Pedang Pusaka menceritakan tentang seorang manusia pelarian yang di anggap manusia dewa berasal dari Tiongkok yang tiba di Nusantara untuk mencari kedamaian dan kehidupan yang baru bagi keturunannya.
Karya ini diterbitkan atas izin NovelToon Cut Tisa Channel, isi konten hanyalah pandangan pribadi pembuatnya, tidak mewakili NovelToon sendiri
Jebakan Licik
Berjalan lah kelima orang itu di ikuti oleh singa piaraan kek Xiansu di belakangnya.
Ternyata mereka semua dibawa menuju ke sebuah ruangan di tingkat bawah oleh sang hartawan yang lebih dulu berjalan di depan mereka.
Orang orang yang melihat mereka, atau lebih tepatnya melihat singa didekat mereka bergidik ngeri ketakutan dan agak menjauh seakan memperluas jalan untuk rombongan kakek Xiansu.
Sesampainya mereka disana, para rombongan itu segera dipersilahkan duduk oleh hartawan Ki yang lebih dulu mengambil tempat duduk di kursi paling depan.
Didepan mereka telah disediakan hidangan yang lezat dan mewah.
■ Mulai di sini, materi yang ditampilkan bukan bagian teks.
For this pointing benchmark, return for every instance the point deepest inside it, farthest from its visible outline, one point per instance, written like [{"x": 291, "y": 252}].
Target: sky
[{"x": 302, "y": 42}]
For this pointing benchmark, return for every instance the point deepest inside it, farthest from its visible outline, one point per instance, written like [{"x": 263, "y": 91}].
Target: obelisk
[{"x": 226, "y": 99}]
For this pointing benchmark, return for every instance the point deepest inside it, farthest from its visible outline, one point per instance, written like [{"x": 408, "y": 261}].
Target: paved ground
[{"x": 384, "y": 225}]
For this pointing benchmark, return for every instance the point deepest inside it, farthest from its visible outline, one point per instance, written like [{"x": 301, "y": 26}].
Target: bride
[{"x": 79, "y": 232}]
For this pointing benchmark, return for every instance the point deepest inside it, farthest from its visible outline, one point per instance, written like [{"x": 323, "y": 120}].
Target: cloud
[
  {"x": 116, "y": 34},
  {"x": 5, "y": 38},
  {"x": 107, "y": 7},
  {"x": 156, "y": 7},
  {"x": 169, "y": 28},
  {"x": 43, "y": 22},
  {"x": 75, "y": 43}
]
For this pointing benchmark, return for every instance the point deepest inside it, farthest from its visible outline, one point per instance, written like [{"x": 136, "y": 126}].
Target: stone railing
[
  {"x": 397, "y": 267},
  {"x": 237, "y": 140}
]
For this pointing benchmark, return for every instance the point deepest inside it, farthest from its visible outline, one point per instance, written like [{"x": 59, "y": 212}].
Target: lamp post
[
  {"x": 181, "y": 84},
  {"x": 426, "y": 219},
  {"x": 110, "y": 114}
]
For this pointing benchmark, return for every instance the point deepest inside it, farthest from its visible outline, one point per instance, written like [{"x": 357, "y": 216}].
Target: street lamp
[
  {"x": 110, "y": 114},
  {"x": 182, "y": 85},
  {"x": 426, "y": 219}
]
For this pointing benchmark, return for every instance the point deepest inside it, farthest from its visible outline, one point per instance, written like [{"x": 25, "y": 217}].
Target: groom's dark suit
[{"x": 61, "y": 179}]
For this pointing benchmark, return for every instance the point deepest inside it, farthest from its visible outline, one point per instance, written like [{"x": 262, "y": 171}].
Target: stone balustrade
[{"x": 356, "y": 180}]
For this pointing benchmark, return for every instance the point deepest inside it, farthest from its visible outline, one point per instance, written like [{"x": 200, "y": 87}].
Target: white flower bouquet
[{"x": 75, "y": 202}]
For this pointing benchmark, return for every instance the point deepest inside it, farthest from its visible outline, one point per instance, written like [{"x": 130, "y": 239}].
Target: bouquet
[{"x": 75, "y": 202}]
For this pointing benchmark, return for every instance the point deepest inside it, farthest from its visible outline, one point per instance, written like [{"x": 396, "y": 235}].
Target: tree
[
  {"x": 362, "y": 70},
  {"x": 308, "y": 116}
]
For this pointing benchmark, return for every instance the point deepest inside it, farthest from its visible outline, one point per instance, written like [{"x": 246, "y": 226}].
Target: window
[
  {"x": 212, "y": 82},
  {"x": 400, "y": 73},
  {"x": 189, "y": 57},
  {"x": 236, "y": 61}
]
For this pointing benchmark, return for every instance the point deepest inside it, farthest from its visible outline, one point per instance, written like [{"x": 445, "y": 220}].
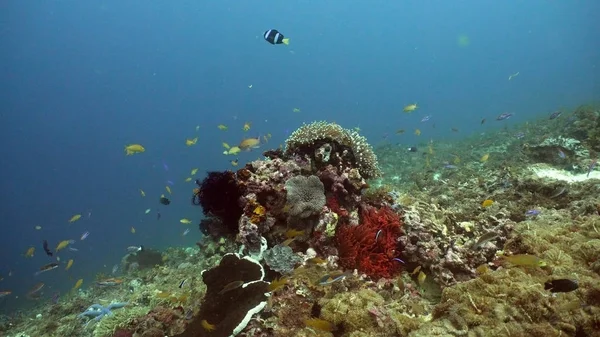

Seperti memang sudah disediakan sejak awal awal.
"Sebelum masuk ke pokok pembicaraan, mari kita santap hidangan ini, tidak baik membicarakan masalah dalam keadaan lapar". Seru hartawan Ki yang menerima sebutir pil dari bawahannya dan meminumnya.
Tanpa menunggu aba aba dari Xiansu, Siaw Jin yang memang sudah teramat lapar langsung saja memakan hidangan lezat itu dengan sangat rakus.
Melihat senyum licik di ujung bibir hartawan Ki, Xiansu bangun dari duduknya sambil berkata,
"Jangan dimakan,"
Namun terlambat, entah berapa banyak sudah makan yang masuk ke perut Siaw Jin yang langsung memegang lehernya seperti orang tercekik itu.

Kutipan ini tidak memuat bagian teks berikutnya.